Unroll that loop, homeboy

A month or so ago I was wrestling with a pretty thorny algorithmic problem at work.  Eventually I worked out a solution that worked great on our Windows emulator, so I figured my job was done...was I ever wrong.

Once I got it running on our embedded processor (a lowly ARM926EJ-S at ~270 MHz), I quickly found my algorithm had some serious performance issues.  So, I fired up oProfile and did some profiling so I could see where I was eating cycles.  There were a couple hotspots that I went after, but one was a loop that looked like so:

UINT64 currentRow;

...
for(int row = 0; row < NUMBER_OF_ROWS; row++)
{
  currentRow = rows[row];
  for(int column = 0; column < NUMBER_OF_COLUMNS; column++)
  {
    if( (currentRow >> column ) & 1 )  // Check if this bit is set
      DoSomeWorkOnThisPointBaby(col,row);
  }
}

Nested loops...yuck.  This code ran for every column and row, shifting the current row over to check and see if the bit was set. To make matters worse, the row was represented with a 64 bit value, which costs extra to shift.  Even worse, this wasn't work I could figure out a way of avoiding entirely--enumerating over all the values was really a core part of the algorithm.

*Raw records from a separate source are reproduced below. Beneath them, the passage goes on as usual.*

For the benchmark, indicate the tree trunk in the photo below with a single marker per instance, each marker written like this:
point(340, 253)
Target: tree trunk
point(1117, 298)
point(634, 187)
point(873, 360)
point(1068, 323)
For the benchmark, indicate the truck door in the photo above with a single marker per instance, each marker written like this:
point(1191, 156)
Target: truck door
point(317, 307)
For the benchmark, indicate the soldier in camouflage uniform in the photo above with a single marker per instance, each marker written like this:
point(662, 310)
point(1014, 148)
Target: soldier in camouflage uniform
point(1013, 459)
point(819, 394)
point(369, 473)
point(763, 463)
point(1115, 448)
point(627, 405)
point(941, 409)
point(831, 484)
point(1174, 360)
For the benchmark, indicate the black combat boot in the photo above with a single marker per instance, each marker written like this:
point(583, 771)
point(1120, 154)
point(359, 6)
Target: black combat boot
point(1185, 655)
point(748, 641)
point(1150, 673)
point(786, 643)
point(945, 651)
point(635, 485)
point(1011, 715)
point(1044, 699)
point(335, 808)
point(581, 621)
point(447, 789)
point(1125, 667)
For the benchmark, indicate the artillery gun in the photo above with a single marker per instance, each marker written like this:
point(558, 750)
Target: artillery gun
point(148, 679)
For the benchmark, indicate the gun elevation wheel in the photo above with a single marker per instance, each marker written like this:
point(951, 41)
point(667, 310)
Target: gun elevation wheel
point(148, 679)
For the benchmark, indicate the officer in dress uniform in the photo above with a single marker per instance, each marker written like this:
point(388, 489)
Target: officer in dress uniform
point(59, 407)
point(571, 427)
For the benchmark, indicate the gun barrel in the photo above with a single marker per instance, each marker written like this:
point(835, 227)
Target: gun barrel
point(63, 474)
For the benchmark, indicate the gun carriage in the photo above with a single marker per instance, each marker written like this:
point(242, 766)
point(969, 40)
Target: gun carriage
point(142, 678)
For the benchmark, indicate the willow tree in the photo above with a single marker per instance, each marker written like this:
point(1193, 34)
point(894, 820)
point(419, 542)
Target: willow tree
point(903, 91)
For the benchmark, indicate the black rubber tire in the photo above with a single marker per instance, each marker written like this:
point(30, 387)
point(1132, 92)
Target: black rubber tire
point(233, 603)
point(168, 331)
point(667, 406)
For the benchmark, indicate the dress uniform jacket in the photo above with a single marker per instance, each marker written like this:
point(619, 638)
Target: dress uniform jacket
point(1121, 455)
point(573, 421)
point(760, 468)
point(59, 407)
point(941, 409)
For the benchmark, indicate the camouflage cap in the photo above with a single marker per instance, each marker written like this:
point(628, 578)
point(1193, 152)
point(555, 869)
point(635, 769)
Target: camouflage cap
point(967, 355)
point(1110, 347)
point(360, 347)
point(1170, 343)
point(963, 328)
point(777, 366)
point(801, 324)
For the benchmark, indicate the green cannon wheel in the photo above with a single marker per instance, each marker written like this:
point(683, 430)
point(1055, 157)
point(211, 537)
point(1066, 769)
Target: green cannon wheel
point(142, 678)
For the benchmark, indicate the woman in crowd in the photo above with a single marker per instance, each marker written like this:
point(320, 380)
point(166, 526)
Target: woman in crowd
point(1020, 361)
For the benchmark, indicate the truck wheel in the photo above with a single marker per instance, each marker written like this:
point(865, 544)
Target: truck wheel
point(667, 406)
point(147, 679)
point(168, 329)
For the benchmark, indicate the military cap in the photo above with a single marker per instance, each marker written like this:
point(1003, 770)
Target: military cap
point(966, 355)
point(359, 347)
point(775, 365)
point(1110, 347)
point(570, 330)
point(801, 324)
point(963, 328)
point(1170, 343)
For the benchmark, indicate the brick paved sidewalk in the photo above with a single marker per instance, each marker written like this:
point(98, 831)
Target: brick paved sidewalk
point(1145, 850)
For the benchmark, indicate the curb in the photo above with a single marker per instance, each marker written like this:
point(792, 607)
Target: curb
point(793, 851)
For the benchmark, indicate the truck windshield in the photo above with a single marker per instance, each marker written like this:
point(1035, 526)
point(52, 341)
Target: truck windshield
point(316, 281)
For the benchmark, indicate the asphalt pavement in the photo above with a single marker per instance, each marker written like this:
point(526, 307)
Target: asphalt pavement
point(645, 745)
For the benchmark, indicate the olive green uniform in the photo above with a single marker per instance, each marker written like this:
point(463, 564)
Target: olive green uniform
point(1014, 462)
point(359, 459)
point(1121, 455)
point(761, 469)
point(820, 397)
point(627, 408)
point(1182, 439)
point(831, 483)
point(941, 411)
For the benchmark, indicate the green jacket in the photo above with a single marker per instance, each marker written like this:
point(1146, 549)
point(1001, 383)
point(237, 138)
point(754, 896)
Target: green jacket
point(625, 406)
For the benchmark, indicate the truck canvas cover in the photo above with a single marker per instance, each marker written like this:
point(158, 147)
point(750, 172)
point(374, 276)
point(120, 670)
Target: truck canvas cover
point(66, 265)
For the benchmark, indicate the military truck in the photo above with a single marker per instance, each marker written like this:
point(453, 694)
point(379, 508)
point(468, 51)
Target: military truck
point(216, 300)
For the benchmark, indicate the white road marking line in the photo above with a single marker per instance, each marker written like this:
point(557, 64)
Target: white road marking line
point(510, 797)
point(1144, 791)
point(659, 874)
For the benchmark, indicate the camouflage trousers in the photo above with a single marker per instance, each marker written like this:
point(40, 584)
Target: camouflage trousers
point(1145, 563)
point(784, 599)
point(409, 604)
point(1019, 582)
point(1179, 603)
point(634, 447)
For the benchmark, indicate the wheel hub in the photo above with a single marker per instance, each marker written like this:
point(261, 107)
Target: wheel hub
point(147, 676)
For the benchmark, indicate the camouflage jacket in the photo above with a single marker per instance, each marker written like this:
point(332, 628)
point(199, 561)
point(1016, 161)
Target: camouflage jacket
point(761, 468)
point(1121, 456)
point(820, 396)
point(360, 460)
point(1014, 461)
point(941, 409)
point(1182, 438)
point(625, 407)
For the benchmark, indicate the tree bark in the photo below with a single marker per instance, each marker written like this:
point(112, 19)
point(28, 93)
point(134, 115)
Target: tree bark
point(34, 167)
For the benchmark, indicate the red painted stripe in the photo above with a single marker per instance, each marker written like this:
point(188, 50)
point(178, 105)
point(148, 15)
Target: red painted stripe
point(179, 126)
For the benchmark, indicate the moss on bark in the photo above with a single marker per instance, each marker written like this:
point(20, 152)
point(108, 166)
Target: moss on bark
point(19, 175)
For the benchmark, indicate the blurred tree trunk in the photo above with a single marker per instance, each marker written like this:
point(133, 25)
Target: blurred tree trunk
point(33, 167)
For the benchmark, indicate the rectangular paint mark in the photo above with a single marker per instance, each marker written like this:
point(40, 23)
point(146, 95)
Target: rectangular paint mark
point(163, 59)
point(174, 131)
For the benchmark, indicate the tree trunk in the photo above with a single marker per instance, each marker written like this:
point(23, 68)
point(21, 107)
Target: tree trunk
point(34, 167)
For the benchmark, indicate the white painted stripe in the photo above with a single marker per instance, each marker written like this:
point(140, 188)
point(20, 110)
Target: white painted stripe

So, I decided to see if I could at least speed up the routine by optimizing. First, I unrolled the loop.  As wiki states, the goal of loop unrolling is to increase a program's speed by reducing (or eliminating) instructions that control the loop, such as pointer arithmetic and "end of loop" tests on each iteration.

So instead of the inner loop iterating through all of the columns, it gets replaced with a gigantic block of if-statements:

UINT64 currentRow;

...

if( currentRow & 0x1 ) //first column
  DoSomeWorkOnThisPointBaby(col,row);
if( currentRow & 0x2 ) // second column
  DoSomeWorkOnThisPointBaby(col,row);

...

if( currentRow & 0x8000000000000000 ) // 64th column!
  DoSomeWorkOnThisPointBaby(col,row);

This removes all of the overhead of the for loop--no more incrementing the counter, and no more testing to see if we're at the end of the loop.  It also avoids an expensive shift operation to test each column value.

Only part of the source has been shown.